Dampak Corona Pendapatan PDAM Sikka, Turun

Redaktur: Satmoko Budi Santoso

MAUMERE – Semenjak merebaknya pandemi Corona di Kabupaten Sikka, Provinsi Nusa Tenggara Timur (NTT), yang puncaknya pertengahan Maret 2020 lalu, pendapatan Perusahaan Daerah Air Minum (PDAM) Sikka menurun drastis.

Penurunan pendapatan terjadi sejak bulan Februari hingga April 2020 dan mulai stabil di bulan Mei 2020 akibat aktivitas perekonomian mulai berjalan normal dan masyarakat mulai berani ke luar rumah.

“Penurunan pendapatan terjadi akibat masyarakat takut ke luar rumah. Belum lagi adanya imbauan pemerintah agar masyarakat beraktivitas dari rumah,” kata Direktur PDAM Kabupaten Sikka, NTT, Frans Laka, Jumat (24/7/2020).

Kantor PDAM Kabupaten Sikka, NTT yang merupakan perusahaan milik Pemerintah Kabupaten Sikka saat diabadikan, Jumat (24/7/2020). Foto: Ebed de Rosary

Frans mengatakan, pada bulan tersebut pembayaran rekening air hanya bisa dilakukan di loket pembayaran di kantor PDAM Sikka. Selama rentang waktu tersebut, perusahaan pemerintah Kabupaten Sikka mengalami defisit pendapatan hingga 52 persen.

Sebelum merebaknya wabah Corona, dalam sebulan kata Frans, pendapatan PDAM Sikka berkisar antara Rp750 juta hingga Rp800 juta. Selama 3 bulan tersebut sambungnya, perolehan pendapatan turun mencapai Rp200 juta dari total 14 ribu pelanggan yang aktif.

“Pendapatan kami mulai normal sejak bulan Mei lalu sehingga kami bisa membayar gaji karyawan dan biaya operasional. Jumlah karyawan kami 106 orang dan butuh biaya sekitar Rp900 juta per bulan untuk membayar gaji dan biaya operasional,” terangnya.
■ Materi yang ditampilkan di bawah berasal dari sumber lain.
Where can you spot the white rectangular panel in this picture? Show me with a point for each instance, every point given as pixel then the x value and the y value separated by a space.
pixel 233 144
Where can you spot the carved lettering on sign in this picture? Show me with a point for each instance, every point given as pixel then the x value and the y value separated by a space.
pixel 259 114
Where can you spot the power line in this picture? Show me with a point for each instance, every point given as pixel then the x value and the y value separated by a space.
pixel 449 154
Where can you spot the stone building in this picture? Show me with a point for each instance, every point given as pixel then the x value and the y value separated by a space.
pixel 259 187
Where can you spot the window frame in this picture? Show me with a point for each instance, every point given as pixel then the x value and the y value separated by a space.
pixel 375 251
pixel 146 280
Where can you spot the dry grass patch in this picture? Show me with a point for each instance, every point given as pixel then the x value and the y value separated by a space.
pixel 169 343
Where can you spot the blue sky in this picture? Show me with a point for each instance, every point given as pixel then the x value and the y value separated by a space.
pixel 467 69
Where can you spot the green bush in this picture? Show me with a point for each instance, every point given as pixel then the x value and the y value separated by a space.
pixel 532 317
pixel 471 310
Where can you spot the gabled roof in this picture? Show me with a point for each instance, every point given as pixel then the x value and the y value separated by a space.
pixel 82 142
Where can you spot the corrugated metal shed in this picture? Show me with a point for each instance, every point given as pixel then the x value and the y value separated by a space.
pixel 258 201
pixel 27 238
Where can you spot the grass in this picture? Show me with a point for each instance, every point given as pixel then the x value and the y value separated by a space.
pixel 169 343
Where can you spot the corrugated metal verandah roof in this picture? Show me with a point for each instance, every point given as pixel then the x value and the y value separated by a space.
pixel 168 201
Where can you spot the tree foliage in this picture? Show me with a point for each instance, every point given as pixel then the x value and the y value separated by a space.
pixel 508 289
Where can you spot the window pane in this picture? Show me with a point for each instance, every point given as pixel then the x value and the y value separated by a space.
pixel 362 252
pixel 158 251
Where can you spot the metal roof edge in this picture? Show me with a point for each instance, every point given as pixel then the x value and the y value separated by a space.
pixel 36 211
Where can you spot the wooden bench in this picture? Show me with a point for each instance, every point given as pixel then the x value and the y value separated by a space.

Frans menambahkan, pemerintah Kabupaten Sikka membantu biaya rekening air bagi pelanggan berpenghasilan rendah selama 3 bulan. Total pelanggan kurang mampu sebutnya sebanyak 10 ribu pelanggan dengan pembayaran sekitar Rp300 juta.

“Pelanggan kita 17 ribu lebih tapi yang aktif hanya 14 ribu lebih. Dari jumlah tersebut, yang membayar rutin per bulannya baru sekitar 67 persen saja sementara sisanya menunggak,” ujarnya.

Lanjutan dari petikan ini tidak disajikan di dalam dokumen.